BVI: Norman Island
21st to 26th Dec 2016
“The largest British islands are Tortola, Virgin Gorda, Jost van Dyke and Anegada, the latter being slightly set apart, while the former are grouped together around the Sir Francis Drake channel.
There are 60 islands and cays to explore in the BVI Chain. Like a beautifully weathered sea glass necklace, each has its own hue. ”
“Norman Island is an island located at the southern tip of the British Virgin Islands. The history of this sprawling 610-acre island, is steeped in fantastic tales of pirates and buried treasure, as told by Robert Louis Stevenson in his famous children's classic, Treasure Island.”
On our way to Norman we stock up in Road Town. On the pier in the Harbor we saw a boat that seriously cater for visiting friends….. From Road Town Harbour we had a short 6nm sail to Norman Island. Norman is the southern perimeter of Sir Francis Drake Channel.
A Tidbit of History ... more treasure found in the Caves!
“Fast forward from 1750 and the story of Treasure Island, to 1910 ... Legend has it that Henry Crequ , a hard working fisherman from Anegada found more than a few doubloons in one of the caves when he was forced to seek refuge from a storm and took his little fishing boat into one of the caves. The little boat was repeatedly bashed up against the wall of the cave by the waves, dislodging several rocks from the cave wall. The rocks fell into his boat, along with several doubloons. The truth is mired in history as no official records of his find exist. If Mr. Creque's story is true, and it seems it probably is, the doubloons were very likely a part of the haul pilfered from the Spanish galleon, "Nuestra Senora de Guadalupe".
Early morning we Kayaked around the Northern tip from the bight to Privateer Bay and snorkeled the caves.
Entering one of the caves.
A school of local Glassy Sweepers. Sweepers are nocturnal and seek shelter under ledges or in caves.
Enjoying the interesting rock formations and colors
Exploring the caves! Perhaps some treasure……..
Deadman's Chest found in one of the caves, but the treasure was long gone. Left a small bottle of KWV brandy of South Africa in the chest.
Steep cliffs overhanging the entrance to the caves at Treasure Point.
An abundance of small colorful fish.
The Indians, a formation of protruding rocks surrounded by reefs..
A National Park mooring was picked up between two pinnacles. Even from the surface the underwater ferns could be seen.
Benures Bay is a secluded magical bay without any mooring buoys (no chartering boats). There's no beach in the bay just a rocky shoreline with the mountains a lush green vegetation.
The water was clear. On one of the snorkels from Vagabund we managed to see five turtles. On each snorkel we discovered something new, there was and abundance of sea life with lots of different fish in a coral garden.
Enjoying freshly caught fish for Brunch.
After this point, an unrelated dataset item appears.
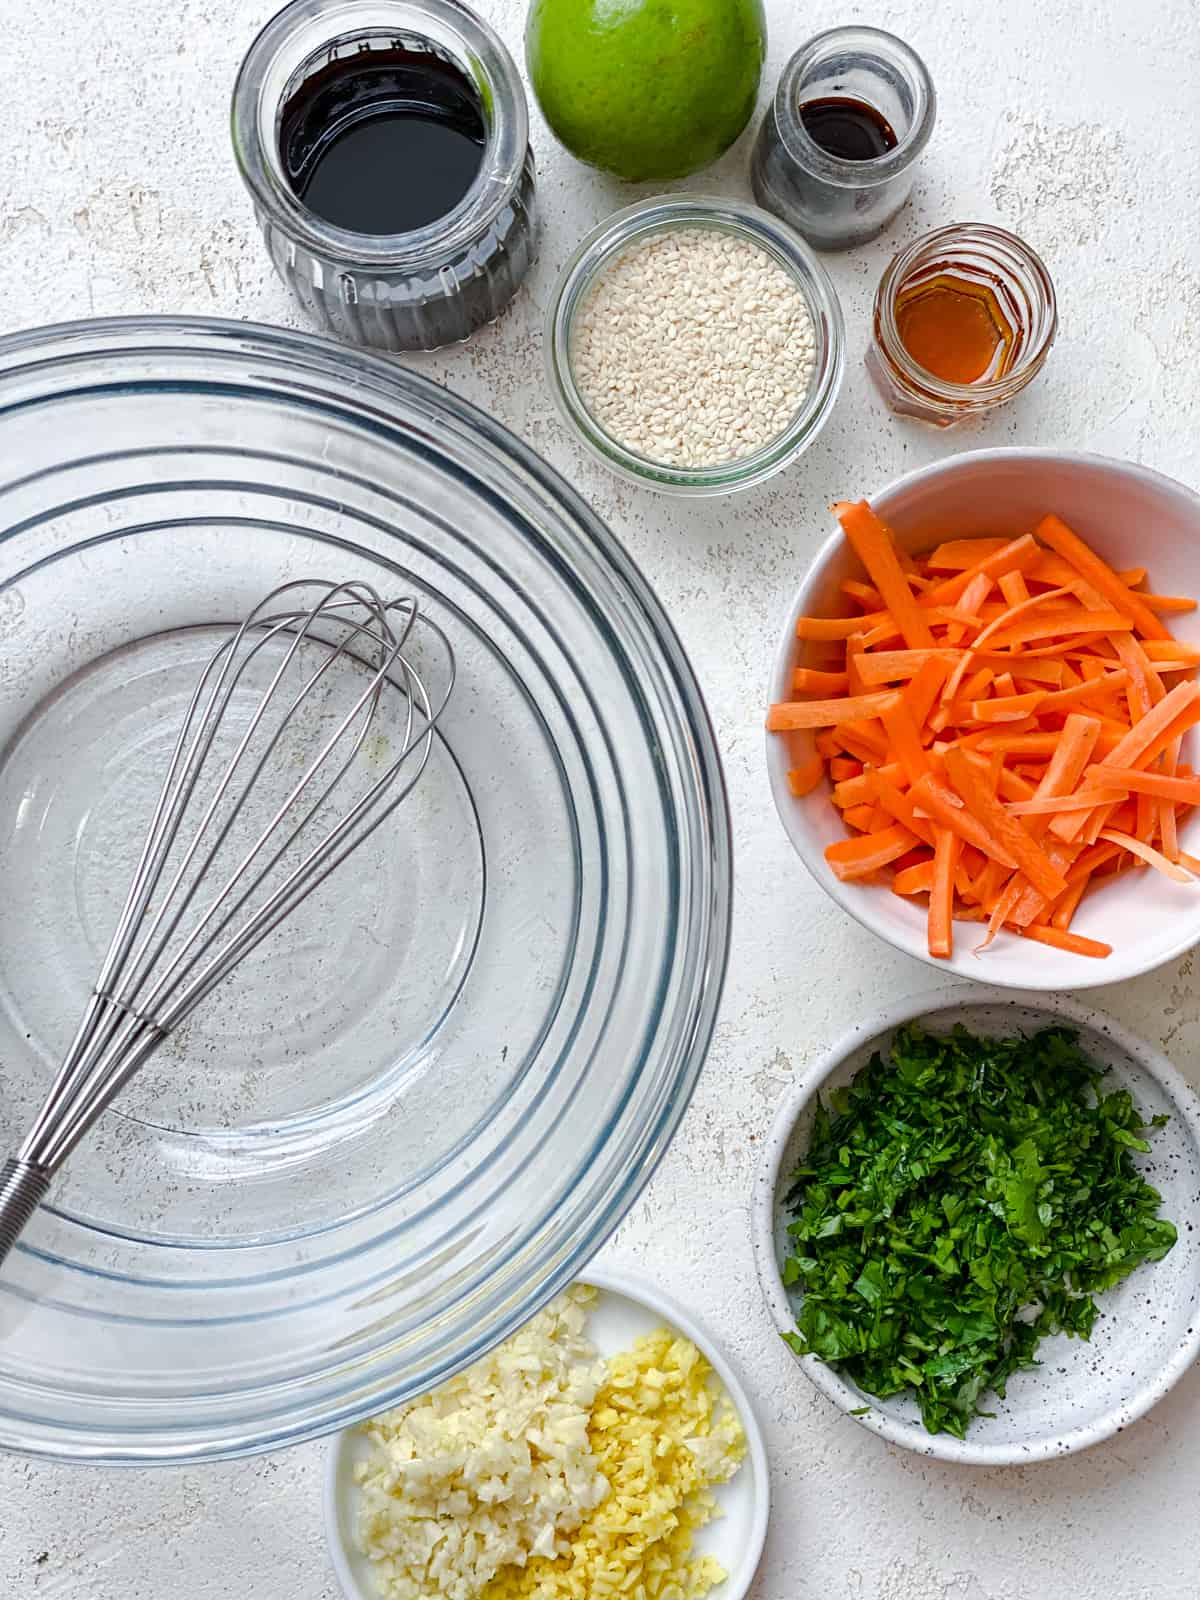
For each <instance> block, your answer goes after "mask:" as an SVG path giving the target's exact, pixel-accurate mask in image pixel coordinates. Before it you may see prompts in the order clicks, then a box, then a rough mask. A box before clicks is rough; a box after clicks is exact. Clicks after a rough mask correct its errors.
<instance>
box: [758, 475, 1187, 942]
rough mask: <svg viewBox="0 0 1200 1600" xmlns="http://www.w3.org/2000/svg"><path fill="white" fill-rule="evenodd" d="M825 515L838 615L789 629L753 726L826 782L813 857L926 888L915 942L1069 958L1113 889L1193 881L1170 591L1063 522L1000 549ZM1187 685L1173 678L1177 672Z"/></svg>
mask: <svg viewBox="0 0 1200 1600" xmlns="http://www.w3.org/2000/svg"><path fill="white" fill-rule="evenodd" d="M834 512H835V515H837V518H838V522H840V523H842V530H843V534H845V538H846V542H848V546H850V549H851V550H853V552H854V554H856V555H858V558H859V562H861V563H862V571H861V574H859V573H851V574H850V576H848V578H846V579H845V581H843V582H842V584H840V594H842V597H843V602H842V603H843V606H845V608H846V610H848V611H851V610H853V611H854V613H856V614H854V616H845V618H843V616H837V618H802V619H800V621H798V622H797V637H798V640H802V642H811V643H808V645H802V648H806V650H811V651H813V656H811V659H810V661H805V659H803V658H802V661H800V662H798V664H797V666H795V670H794V675H792V693H794V696H795V699H792V701H786V702H781V704H778V706H771V707H770V710H768V722H766V725H768V728H770V730H773V731H776V733H782V734H794V733H797V731H800V730H810V731H808V733H805V742H808V741H811V744H810V746H808V747H810V749H811V747H814V750H816V754H813V755H811V757H805V755H803V754H802V750H803V746H802V747H800V749H797V752H795V757H794V765H792V768H790V771H789V784H790V787H792V790H794V794H797V795H806V794H811V792H813V790H814V789H818V786H819V782H821V779H822V778H824V776H826V773H827V774H829V778H830V779H832V786H830V790H827V792H829V794H830V798H832V803H834V805H835V806H837V808H838V811H840V814H842V816H843V819H845V822H846V827H848V829H851V830H853V832H851V837H850V838H845V840H840V842H838V843H837V845H830V846H829V850H827V851H826V856H827V861H829V866H830V869H832V870H834V872H835V874H837V875H838V877H840V878H845V880H848V882H854V880H856V882H859V883H878V882H883V883H886V882H888V880H890V882H891V888H893V890H894V893H896V894H901V896H904V898H907V899H912V898H915V896H928V949H930V954H931V955H933V957H936V958H949V957H950V955H952V950H954V938H952V934H954V923H955V922H979V923H986V934H984V942H982V946H979V949H981V950H982V949H986V947H987V946H989V944H992V942H994V939H997V938H998V936H1000V934H1002V933H1003V931H1010V933H1016V934H1021V936H1024V938H1027V939H1034V941H1040V942H1043V944H1050V946H1053V947H1056V949H1061V950H1066V952H1070V954H1074V955H1082V957H1104V955H1107V954H1109V950H1110V947H1109V946H1107V944H1104V942H1101V941H1098V939H1086V938H1082V936H1080V934H1077V933H1072V931H1070V925H1072V920H1074V917H1075V912H1077V909H1078V907H1080V904H1082V902H1083V901H1085V898H1088V896H1090V893H1093V891H1094V890H1096V886H1098V885H1099V886H1102V885H1104V883H1107V882H1112V880H1114V877H1117V875H1123V874H1128V872H1136V870H1144V869H1146V867H1147V866H1149V867H1152V869H1154V870H1157V872H1160V874H1163V875H1166V877H1168V878H1171V880H1174V882H1179V883H1194V882H1197V878H1200V859H1197V858H1192V856H1189V854H1187V851H1184V850H1182V848H1181V842H1179V827H1181V821H1182V819H1184V816H1186V814H1187V813H1190V811H1192V810H1194V808H1197V810H1200V776H1198V774H1195V773H1194V771H1192V766H1189V765H1187V763H1186V762H1182V760H1181V755H1182V741H1184V739H1186V738H1187V736H1189V733H1190V730H1194V728H1197V726H1200V683H1197V682H1194V675H1195V672H1197V669H1198V667H1200V645H1192V643H1184V642H1182V640H1178V638H1174V637H1173V635H1171V632H1170V627H1168V626H1166V621H1163V619H1165V618H1168V619H1170V618H1174V616H1187V614H1190V613H1194V611H1195V600H1192V598H1190V597H1187V595H1174V594H1154V592H1147V590H1146V589H1144V587H1142V586H1144V584H1146V571H1144V568H1133V570H1123V571H1118V570H1114V568H1112V566H1110V565H1109V563H1107V562H1106V560H1104V558H1102V555H1101V554H1099V552H1098V550H1093V549H1091V547H1090V546H1088V544H1086V542H1085V541H1083V539H1082V538H1080V536H1078V534H1077V533H1075V531H1074V530H1072V528H1069V526H1067V525H1066V523H1062V522H1061V520H1059V518H1058V517H1053V515H1050V517H1045V518H1043V520H1042V522H1040V523H1038V526H1037V528H1035V530H1034V531H1032V533H1024V534H1021V536H1019V538H1016V539H1011V538H1010V539H1000V538H981V539H974V538H950V539H946V541H944V542H942V544H939V546H938V547H936V549H933V550H931V552H930V554H928V555H925V557H912V555H910V554H907V552H906V550H904V549H901V547H899V546H898V542H896V539H894V536H893V534H891V531H890V530H888V528H886V525H885V523H883V522H882V520H880V518H878V515H877V514H875V512H874V510H872V507H870V506H869V504H867V502H866V501H859V502H840V504H837V506H835V507H834ZM1181 675H1182V677H1181Z"/></svg>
Zack still licking his wounds after a couple of big tarpon destroyed his light tackle last night.
The boat next to us snorkeling with their dog.
There's a great hiking trail that starts at the southeast end of Benuares Bay that leads to a look out over Money Bay. Apparently the trail can be followed right down to the bay.
On the hike we were surrounded with lush green vegetation and lots of bright orange butterflies. The earthy humid smell and steady walk surface was enjoyed after being for some time on the water.
The Island is full of pirate history and mysteries. The local commercial businesses latched onto this opportunity. Old Christmas afternoon we enjoyed lunch at the Pirates Beach Bar and Restaurant at the head of the Bight. Peak season at peak time and the service and food was still good. We enjoyed escaping shortly afterwards to the more secluded Benures Bay were we rounded up all the yachties in the bay to come and spend Christmas Eve on Vagabund. Each boat’s crew brought some interesting snacks and drinks. Exchanging “from where and where too’s” resulting in sharing good anchor spots, recipes and contact details.
On Christmas each one was on his own boat. Christmas lunch was special and private on Vagabund.